Monday, April 5, 2010

Quince, Time, Travel and The Anti-Entanglement Motto


Five years ago, my father flew back to England for his Dad’s funeral. Our old quince tree had also given up the ghost, so when we came across what sounded like the perfect poaching recipe, my mother and I went on a quest for a roadside tree. She’d heard a rumour about one in Tallangatta Valley, so we set off. Our valley is wider and greener, but it was an adventure to follow the narrow bitumen into another world, winding between steep yellow slopes and over rocky creek beds. We found the brave little quince, stalwart and solitary. Looking over our shoulders, we picked all the fruit we could reach.

My mother knows how to follow a recipe precisely and, thanks to staunch kitchen gardening, her food is always aligned with the season. The quince dish was magnificent - wine red, heavily spiced, syrupy. Serve with marscapone, said the instructions. I remember eating bowlful after bowlful, sitting by the fire on the couch on the Axminster flowers in the dark of the rammed earth sitting room in the oldest part of the homestead.

If Mum has a culinary Achilles Heel, it’s that, from time to time, she’ll come across a great thing and she’ll get stuck in the groove. Delicious the first night, really nice the second time, OK the third and never again after that.

As I write this, I am suddenly reminded of my friend Anna’s old anti-entanglement motto: Three times in a week, or three times in a month, then never again.

When the pot was empty, we poached another batch, and opened a second tub of marscapone…we’ve been hesitant ever since.

Mum did plant a new quince tree, and this year it’s in beautiful shape. Joseph and I have been watching the fruit turn golden, hoping the folks would return before it started dropping. They’ve both been in England. My sister, who was raised in Australia, jumped on a plane when she was seventeen and has lived in London for years. She’s just had a baby and my parents were there for the gruelling, happy event.

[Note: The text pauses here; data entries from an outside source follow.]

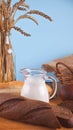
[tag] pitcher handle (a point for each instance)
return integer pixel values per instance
(55, 86)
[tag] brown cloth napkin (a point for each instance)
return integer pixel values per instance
(27, 111)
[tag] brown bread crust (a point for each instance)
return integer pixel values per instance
(30, 111)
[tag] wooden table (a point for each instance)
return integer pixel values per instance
(12, 125)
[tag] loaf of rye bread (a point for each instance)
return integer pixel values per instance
(64, 115)
(67, 104)
(34, 112)
(25, 110)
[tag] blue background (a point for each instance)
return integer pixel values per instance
(49, 40)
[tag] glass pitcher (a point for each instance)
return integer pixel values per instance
(34, 85)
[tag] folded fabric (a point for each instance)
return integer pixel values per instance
(27, 111)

My father flew home yesterday. In between bouts with the lawn, he appeared at my door, asking for cream or yoghurt. He was thinking of doing up some quince. I had a heavy, pink, poached flashback. Luckily, Dad’s cooking is a bit like his farming – resourceful, rugged, imprecise, only vaguely inspired by rules and usually containing a substitute ingredient (no point making a special trip to town for just one thing). An hour or so later he reappeared with a dish and we sat down by the big picture window in what was the grain shed in unseasonably warm and green autumn light. I’d never seen quince like this before - dry, sweet, golden brown, caramelised in parts, slightly leathery, the quintessence of autumn. A kind of time travel happened from the first mouthful – is there any other fruit that tastes so old-fashioned? He worried that the dish was too dry, that even though he’d left the seeds in the fruit hadn’t gone pink, and that he should have used treacle instead of golden syrup instead of sugar.
Ahh. Golden syrup. The perfect substitute.

To revise the motto: Three times in a row, then five years down the track? A wonderfully transformed experience.